What would you pay to receive that one piece of information that promises to transform your life and eliminate stress entirely? Well, according to Dr. Richard Lazarus, a psychologist who was a professor at the University of California, Berkeley, you would do well to toss that information to the wolves.
The reason is that human beings need a certain amount of stress to propel themselves forward and continue growing. A life that is complete without stress is a life lived in a cardboard box on a secluded mountain.
Dr. Lazarus made the distinction between distress and eustress. Distress, he said, is what is commonly understood when people speak of stress: negative pressure that results from adverse circumstances. Eustress, on the other hand, is positive pressure, the kind of pressure that has allowed the great men and women of the past to produce wonderful works of art, overcome difficult sporting challenges, push through new projects to the end, endure great odds, and so on.
Eustress is the kind of stress that you would feel when beginning a new job, moving to a new home, or entering a new relationship — a happy kind of stress that differs from what you would feel if you were to be made redundant, lose your home in a hurricane, or end a long-term relationship on unhappy terms.
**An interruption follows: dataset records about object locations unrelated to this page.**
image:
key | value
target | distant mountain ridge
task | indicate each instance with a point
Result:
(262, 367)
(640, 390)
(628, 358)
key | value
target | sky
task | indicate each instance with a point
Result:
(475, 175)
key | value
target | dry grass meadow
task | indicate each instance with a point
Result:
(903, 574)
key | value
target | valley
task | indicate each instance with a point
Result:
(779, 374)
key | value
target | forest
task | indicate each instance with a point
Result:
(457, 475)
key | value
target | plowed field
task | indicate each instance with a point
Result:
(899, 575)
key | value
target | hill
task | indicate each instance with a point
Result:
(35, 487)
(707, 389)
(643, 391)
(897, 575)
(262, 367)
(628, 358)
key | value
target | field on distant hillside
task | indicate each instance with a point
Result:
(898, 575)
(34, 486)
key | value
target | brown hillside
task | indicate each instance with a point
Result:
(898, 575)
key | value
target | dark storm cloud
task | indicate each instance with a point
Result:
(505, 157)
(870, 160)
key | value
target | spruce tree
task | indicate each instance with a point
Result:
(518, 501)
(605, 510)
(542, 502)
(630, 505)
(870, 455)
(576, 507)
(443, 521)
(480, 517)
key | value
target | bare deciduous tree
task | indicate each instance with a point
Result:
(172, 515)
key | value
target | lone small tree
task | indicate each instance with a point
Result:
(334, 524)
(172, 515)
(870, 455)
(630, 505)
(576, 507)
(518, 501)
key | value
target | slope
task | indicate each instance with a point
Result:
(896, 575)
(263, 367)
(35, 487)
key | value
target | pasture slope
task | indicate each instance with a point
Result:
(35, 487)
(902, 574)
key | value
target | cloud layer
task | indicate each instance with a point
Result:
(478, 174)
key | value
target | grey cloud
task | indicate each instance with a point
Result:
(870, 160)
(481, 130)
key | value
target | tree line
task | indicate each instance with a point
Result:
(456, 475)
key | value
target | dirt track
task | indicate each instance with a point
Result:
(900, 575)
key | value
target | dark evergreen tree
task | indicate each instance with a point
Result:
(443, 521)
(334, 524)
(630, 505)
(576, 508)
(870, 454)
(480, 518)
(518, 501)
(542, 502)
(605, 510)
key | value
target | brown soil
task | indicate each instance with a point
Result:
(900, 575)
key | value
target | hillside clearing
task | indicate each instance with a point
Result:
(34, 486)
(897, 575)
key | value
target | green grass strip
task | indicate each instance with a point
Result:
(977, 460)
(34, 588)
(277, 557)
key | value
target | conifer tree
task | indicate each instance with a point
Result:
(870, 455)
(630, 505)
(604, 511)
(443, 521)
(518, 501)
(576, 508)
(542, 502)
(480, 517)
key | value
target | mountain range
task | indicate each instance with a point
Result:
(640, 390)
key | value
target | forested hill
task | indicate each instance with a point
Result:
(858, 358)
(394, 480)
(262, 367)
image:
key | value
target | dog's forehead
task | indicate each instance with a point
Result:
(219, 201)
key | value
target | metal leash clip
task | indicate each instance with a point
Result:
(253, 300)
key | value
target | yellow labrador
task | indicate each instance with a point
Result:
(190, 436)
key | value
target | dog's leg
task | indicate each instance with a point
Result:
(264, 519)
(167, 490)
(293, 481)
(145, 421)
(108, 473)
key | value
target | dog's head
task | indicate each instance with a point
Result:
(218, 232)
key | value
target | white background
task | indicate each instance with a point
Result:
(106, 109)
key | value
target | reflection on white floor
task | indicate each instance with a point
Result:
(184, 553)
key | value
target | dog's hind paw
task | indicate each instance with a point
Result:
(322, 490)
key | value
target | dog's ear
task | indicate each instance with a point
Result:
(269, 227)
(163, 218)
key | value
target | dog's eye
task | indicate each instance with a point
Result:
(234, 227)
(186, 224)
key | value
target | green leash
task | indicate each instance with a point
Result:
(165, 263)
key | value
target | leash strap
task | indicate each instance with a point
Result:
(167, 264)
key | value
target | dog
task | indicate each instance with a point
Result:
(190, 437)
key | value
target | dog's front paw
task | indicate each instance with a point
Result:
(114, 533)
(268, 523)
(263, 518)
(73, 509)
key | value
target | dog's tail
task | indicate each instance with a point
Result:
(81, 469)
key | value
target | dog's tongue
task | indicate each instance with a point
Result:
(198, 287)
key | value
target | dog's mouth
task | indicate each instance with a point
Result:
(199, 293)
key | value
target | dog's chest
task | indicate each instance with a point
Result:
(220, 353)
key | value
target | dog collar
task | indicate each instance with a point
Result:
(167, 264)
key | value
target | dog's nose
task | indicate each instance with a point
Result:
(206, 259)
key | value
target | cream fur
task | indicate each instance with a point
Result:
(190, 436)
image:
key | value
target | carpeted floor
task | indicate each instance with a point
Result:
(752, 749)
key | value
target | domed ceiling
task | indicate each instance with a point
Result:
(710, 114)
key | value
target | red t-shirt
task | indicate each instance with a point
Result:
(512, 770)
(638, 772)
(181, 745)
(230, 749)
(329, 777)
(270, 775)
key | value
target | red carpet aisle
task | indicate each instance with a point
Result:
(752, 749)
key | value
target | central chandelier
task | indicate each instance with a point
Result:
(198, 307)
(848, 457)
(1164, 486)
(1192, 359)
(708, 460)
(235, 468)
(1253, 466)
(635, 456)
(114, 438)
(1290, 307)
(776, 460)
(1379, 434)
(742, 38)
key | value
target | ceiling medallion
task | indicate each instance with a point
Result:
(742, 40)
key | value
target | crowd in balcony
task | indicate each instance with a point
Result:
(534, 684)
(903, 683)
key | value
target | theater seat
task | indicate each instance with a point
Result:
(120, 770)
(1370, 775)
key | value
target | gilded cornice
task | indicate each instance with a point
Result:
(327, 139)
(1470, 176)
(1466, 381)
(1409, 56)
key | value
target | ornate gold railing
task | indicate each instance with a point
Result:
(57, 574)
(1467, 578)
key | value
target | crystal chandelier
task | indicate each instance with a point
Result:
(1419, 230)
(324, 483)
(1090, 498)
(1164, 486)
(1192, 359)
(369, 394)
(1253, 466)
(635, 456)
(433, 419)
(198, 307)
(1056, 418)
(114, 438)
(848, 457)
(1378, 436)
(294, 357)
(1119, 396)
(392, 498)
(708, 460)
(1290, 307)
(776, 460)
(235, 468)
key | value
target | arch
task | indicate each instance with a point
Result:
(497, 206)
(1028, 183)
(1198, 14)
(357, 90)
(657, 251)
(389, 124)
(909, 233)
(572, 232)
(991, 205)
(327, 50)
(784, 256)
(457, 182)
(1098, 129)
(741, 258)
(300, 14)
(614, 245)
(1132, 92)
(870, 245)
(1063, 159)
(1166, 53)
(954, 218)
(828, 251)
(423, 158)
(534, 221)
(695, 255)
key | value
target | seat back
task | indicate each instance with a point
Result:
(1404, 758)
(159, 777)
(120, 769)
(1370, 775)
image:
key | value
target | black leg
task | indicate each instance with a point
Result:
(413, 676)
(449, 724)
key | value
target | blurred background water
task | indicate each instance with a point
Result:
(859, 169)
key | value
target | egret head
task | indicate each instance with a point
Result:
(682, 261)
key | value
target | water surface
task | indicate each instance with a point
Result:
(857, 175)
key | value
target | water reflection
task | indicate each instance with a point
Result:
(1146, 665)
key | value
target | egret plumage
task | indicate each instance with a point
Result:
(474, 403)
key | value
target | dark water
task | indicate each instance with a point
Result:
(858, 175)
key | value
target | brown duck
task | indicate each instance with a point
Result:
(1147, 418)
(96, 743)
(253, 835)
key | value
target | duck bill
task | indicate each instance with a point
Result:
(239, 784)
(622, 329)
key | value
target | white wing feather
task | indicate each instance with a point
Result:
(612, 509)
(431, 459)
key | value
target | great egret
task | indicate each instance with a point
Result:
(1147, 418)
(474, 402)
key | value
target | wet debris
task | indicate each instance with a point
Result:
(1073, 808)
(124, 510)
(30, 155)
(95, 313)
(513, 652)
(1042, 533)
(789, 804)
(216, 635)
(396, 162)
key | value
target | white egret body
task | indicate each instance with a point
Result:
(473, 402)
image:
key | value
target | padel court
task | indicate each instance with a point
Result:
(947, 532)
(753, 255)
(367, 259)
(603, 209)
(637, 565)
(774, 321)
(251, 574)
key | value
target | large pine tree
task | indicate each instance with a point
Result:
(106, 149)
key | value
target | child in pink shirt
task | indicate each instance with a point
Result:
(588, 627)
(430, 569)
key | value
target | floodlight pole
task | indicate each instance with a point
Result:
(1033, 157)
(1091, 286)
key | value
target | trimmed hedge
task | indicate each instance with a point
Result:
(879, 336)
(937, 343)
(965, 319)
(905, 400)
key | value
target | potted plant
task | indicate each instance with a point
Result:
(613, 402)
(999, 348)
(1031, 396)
Athletes speaking of being in the zone, a state of mind in which concentration is one-pointed and singular, excluding all concerns about the surrounding environment and narrowing the focus down to a straight trajectory between the start and finish. Eustress would be the motive force that joins the two points. Without the force supplied by eustress, there is no desire, no passion, no compelling reason to move forward. The same principle applies not only on the track but also in everyday life. Without that motive force pushing you toward your goals, you would be like a leaf drifting wherever an outside force cares to take you.
Often it is possible to transmute distress into eustress simply by asking yourself the right questions. For example, when you are working extra hours to finance that brand new sports car, it is all too easy to forget why you are doing that to which you have committed yourself. Suddenly you get caught up in the nuisances of the present moment and lose sight of the bigger picture.
Ask yourself “Why am I doing this? What is the outcome I hope to achieve?” If need be, you can carry around distinct reminders that will allow you to refocus your energies on the end goal. In the above example, inserting in your wallet a picture of the sports car that you wish to finance will provide you with the means to gain extra clarity during those moments of increased demand.
Another way to change the color of stress into something favorable is to develop back-up strategies. This technique usually goes by the name of contingency planning. Having a plan B available, and even a plan C if necessary, will provide you with a safety net on which you can fall if things get too far out of hand. Nothing causes distress like having only one way forward. Find the fork in the path.
Finally, avoid perfectionist thinking. The circle, considered by many to be the ultimate symbol of perfection, is ironically also a symbol of the fate that awaits you when you refuse to move forward because you are trying to perfect what you are currently doing. You will never break out of the circle of perfectionist thinking, and distress will build with each unfinished project.
By realizing that perfection is only an idea and not a possible concrete reality, you can remove heavy loads of distress that are weighing you down in your work and instead strive for something that is more than good enough.